Some of the spam I receive on a regular basis is for products that I can’t mention in this column. But recently, I’ve had a few emails about unmentionables, and I’d like to mention those: Bra Wonder, Super Bra and my favorite, Bra Genie.
It struck me as odd that I would get so many of these in a week. Manufacturers nowadays have all kinds of ways to target their message to the appropriate market. So why was a regular guy like me getting stuff like this? I tried red flagging key words so this type of advertising would go directly to my spam folder, but all it did was block a really good coupon for Kentucky Fried Chicken.
Sadly, while discussing this issue with friends, I found it impossible to avoid immature plays on words. I would say things like: who are the boobs sending me this junk? I was very disappointed in myself, but there is nothing more alluring than easy puns, and I am weak.
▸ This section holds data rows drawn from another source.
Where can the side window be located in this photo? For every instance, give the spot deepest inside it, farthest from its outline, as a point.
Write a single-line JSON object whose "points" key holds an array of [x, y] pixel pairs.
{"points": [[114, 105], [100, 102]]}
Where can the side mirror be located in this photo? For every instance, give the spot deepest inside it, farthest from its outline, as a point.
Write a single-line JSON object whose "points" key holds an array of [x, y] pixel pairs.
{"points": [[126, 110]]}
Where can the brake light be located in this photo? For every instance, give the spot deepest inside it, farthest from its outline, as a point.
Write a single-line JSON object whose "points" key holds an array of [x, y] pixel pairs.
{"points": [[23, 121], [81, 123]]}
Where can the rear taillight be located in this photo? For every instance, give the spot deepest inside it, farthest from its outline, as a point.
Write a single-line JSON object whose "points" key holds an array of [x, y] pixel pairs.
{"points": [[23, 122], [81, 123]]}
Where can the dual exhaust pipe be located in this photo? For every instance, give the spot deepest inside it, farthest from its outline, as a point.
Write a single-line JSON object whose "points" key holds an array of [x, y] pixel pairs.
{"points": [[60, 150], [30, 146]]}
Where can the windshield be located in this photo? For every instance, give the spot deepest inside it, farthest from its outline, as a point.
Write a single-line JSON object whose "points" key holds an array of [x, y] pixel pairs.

I did want to know why these ads were flooding my inbox, so I called my techie friend and told him I had this problem that was staring me smack in the face. (See? I can’t help myself.) He responded, “Okay, Dick, it sounds like you need some support.”
“Oh no, Kevin, now you’re doing it.” I hung up. It was time to figure this out myself. And I finally did.
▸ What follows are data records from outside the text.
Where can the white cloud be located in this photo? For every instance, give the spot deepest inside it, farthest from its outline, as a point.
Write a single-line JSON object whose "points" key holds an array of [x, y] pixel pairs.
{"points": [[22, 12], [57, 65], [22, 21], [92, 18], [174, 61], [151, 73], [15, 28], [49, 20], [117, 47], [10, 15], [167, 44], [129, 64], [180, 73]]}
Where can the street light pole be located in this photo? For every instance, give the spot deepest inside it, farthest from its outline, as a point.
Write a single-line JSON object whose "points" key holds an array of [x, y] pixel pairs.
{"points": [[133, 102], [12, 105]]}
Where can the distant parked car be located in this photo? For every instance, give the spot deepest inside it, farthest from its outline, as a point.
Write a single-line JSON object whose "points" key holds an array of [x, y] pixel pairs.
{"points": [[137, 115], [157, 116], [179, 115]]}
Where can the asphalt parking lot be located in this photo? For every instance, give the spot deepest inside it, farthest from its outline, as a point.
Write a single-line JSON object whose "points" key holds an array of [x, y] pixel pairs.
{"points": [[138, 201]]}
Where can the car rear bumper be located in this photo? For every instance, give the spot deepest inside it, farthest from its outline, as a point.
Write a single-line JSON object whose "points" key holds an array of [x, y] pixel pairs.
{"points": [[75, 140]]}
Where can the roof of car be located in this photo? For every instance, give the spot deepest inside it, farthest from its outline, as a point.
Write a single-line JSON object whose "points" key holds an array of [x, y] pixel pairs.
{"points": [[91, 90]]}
Two months ago I wrote an essay about taking up weightlifting late in life. Here’s what I said: “My wife mentioned to me the other night that I had a pathetic looking chest…She thinks my body lacks definition, but I disagree. You can look it up in the dictionary under scrawny.”
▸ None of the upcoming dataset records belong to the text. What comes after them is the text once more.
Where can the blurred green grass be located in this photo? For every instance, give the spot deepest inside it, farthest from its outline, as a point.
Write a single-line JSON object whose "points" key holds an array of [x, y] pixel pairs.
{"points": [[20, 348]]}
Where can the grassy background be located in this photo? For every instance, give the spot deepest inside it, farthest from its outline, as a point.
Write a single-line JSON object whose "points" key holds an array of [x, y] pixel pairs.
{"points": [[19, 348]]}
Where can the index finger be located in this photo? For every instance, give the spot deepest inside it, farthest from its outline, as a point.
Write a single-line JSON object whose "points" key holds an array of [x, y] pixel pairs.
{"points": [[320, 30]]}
The column appeared in this newspaper and in my blog, and then probably ended up in the search engines at Google, Bing, and Yahoo. Do you know what algorithms are? Me either. But apparently my wife’s observation about my “decrepit looking chest” found its way to brassiere makers the world over, who selected me from a database of everyone unhappy with their upper half.
Before I wrote this column, I printed out all the spam ads so I could read them more carefully. When Mary Ellen was poking around my office looking for an envelope she saw the material on my desk and assumed that either I thought she needed a Bra Genie or I wanted to wear one myself. You can see that neither alternative was going to lead to a conversation a husband was eager to have.
Then to make matters worse, some computer software programs couldn’t distinguish between “dissatisfied with your upper half” and “unhappy with your better half,” which meant I got a slew of ads for do-it-yourself divorce kits. How much ’splainin’ can a guy do?
When I explained to Mary Ellen why I was getting spammed, I admitted that I had looked at several of the bra ads, but at least I had stopped making childish puns and double entendres. It was good to get all that off my chest.